Tuesday’s Market Recap: Major Indices Made Sizable Gains

By Brian Clionsky on September 17, 2008 | More Posts By Brian Clionsky | Author's Website

The Federal Reserve met today as expected, but held U.S. interest rates at 2%, not cutting rates like many had expected as a result of Wall Street’s woes. Economists thought the Fed would cut rates because of our current market situation and not worry about inflation, which was a key factor for the Fed to keep rates at 2% from April up until now. The Fed reasoned, “Downside risks to growth and the upside risks to inflation are both of significant concern,” to the dismay of many economists. The Fed also noted concerns about our economy, stating, “Strains in financial markets have increased significantly and labor markets have weakened further. Tight credit conditions, the ongoing housing contraction, and some slowing in export growth are likely to weigh on economic growth over the next few quarters.”

Some Economists did agree with the Fed’s decision, noting that interest rates are already low and that a further rate cut would not have much effect as banks’ funds are already too depleted to increase loans. The Fed did however inject our financial system with $70 billion through open market operations Monday. The news hit the markets hard early in the session, but they were able to rebound nicely.
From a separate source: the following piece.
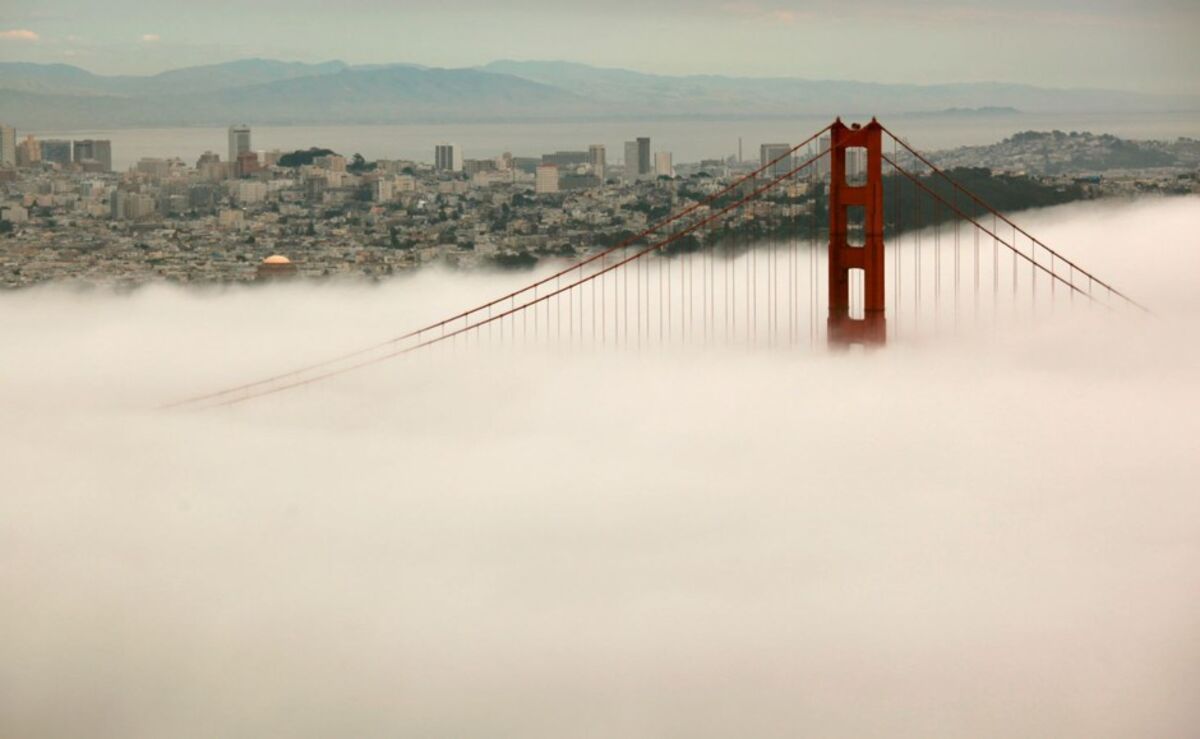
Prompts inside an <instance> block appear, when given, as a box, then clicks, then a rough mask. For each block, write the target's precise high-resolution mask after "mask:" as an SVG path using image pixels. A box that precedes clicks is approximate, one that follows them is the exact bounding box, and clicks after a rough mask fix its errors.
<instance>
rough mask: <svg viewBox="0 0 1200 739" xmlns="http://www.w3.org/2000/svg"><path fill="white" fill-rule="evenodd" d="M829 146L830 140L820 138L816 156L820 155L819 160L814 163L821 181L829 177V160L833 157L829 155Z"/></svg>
mask: <svg viewBox="0 0 1200 739" xmlns="http://www.w3.org/2000/svg"><path fill="white" fill-rule="evenodd" d="M830 145H832V140H830V138H829V137H828V136H822V137H821V139H820V142H818V150H817V154H818V155H821V158H820V160H817V162H816V166H817V176H818V178H821V179H824V178H827V176H828V175H829V167H830V164H829V160H830V157H832V156H833V155H832V154H829V148H830Z"/></svg>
A day after the largest declines since the terrorist attacks of 9/11, the major indices all made sizable gains. The Dow Jones Industrial Average (^DJI) rose 141.51 points or 1.30% to close at 11,059.02. The Nasdaq (^IXIC) settled at 2,207.90, up 1.28% or 27.99 points. The S&P500 (^GSPC) rose 1.75% or 20.89 points to end today’s session at 1,213.59. The 10 Year Treasury note rose very slightly today to 3.4910.

Oil Prices continued to fall today, dropping $4.56 or 4.76% to settle at $91.15 a barrel. Crude oil has fallen over $10 in the past two days and over $55 since its record high of $147 back in July. For the year, oil is down 8%. The drop off in oil is attributed to Wall Street’s breakdown, the Fed holding interest rates, and a declining demand caused by our weakening economy. However, retail gasoline prices once again rose slightly, to a national average of $3.85 per gallon due to Hurricane Ike’s aftermath. Analysts expect retail gasoline prices to come down over the next few days and weeks as it adjusts to falling crude oil prices. We will have to keep a close eye on OPEC as crude oil has fallen below their “magic” $100 barrel mark.
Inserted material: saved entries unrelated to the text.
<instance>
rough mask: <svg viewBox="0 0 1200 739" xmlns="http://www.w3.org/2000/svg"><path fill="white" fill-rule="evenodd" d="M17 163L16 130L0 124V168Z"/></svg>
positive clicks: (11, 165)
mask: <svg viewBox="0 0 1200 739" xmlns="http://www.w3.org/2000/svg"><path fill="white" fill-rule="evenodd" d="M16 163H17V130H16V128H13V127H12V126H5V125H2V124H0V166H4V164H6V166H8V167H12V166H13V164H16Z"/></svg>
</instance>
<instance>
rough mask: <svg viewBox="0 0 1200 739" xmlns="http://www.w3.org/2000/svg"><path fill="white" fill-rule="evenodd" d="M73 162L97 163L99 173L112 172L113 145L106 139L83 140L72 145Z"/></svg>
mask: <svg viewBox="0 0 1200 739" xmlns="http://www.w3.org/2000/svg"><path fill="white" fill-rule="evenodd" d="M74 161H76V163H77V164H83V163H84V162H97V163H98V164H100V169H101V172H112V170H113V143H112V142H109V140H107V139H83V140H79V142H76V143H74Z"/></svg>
The Dollar gained slightly on the Euro and Yen today, and is currently trading at 0.7064 vs. the Euro and at 104.93 vs. the Yen, which is somewhat surprising considering yesterday’s news. Gold Fell to $776.50 per ounce, falling $6.60 or 0.84% today.

In other financial news, Barclays Plc agreed to buy Lehman’s (LEH) main investment banking assets for around $2 billion stating that the deal would include Lehman’s core U.S. broker-dealer business, including equity, fixed income, M&A advisory and other assets. Also, as many as 9,000 current Lehman employees would be employed by the British Bank.

Some after the bell news today, shares of AIG (AIG) plummeted over 40% because of Bloomberg’s announcement that the government is considering conservatorship as an option for the insurer. Insurance companies are usually regulated by state governments, so federal agencies do not have the authority for such an action. It will be interesting to see how the story will play out during the session tomorrow.